Daha fazla gecikmeden çıkmam gerekiyordu. Son kez Aron u arayıp evde olduğumu, eşyaları topladığımı söyledim. Işıkları kapatmadan çıktım. Dışarıdaki adamları nasıl atlatırım diye düşünüyordum şimdi. Asansörün orada bir süre bekledim. Çamaşırhanenin büyük arabası geldi. Otellerdeki gibi valiz taşıyan metal araba sepetlerle doluydu. Hemen bende yanında yürümeye başladım. Çalışanın sorgu dolu bakışlarına karşılık cebimden para çıkarıp verdim, dışarı çıktığımızda adamlar artık arkada kalmıştı. Ağaçların arasından girip a bloğa geldim. 12.kata çıkıp kapıyı çaldım.

Kuzey karşımdaydı. Kaşı ve dudağının kenarı patlamış, üzerinde eşofman takımı, saçları karışıktı. Yıkılmış duruyordu ama onu ilk defa böyle görmek yıkmıştı asıl beni.
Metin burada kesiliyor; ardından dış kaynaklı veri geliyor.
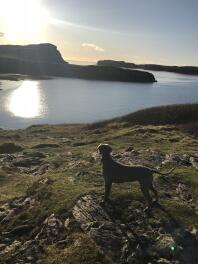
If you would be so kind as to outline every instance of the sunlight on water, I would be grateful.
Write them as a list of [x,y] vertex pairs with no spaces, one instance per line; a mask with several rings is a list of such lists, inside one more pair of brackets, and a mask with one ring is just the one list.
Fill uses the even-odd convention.
[[15,116],[34,118],[41,115],[41,94],[36,81],[24,81],[11,93],[7,108]]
Gözgöze geldiğimizde gülümsedi ya da gülmeye çalıştı.

"saçlarını yapmamışsın, kötü bir gün müydü" dedim.

Yüzünü ekşitti.

"çok kötü günlerdi" dedi. Salona geçip oturdum.

"simge, eda bir şeyler söyledi. Evlenmişsin" demişti hemen.

Kafamı salladım sadece. "bu kadar ani olduğu için şaşırdım, o adamı evinde gördüğümde arkadaşım demiştin, yanlış anlama diye açıklamıştın. O zaman doğru söylediğini biliyordum. Şuan neden yalan söylediğini anlamaya çalışıyorum" gözlerini dikmiş bir tepki bekliyordu benden. Gerçeği söyleyemedim, hem artık aronla bir yola girmiştik. İhanet edemezdim.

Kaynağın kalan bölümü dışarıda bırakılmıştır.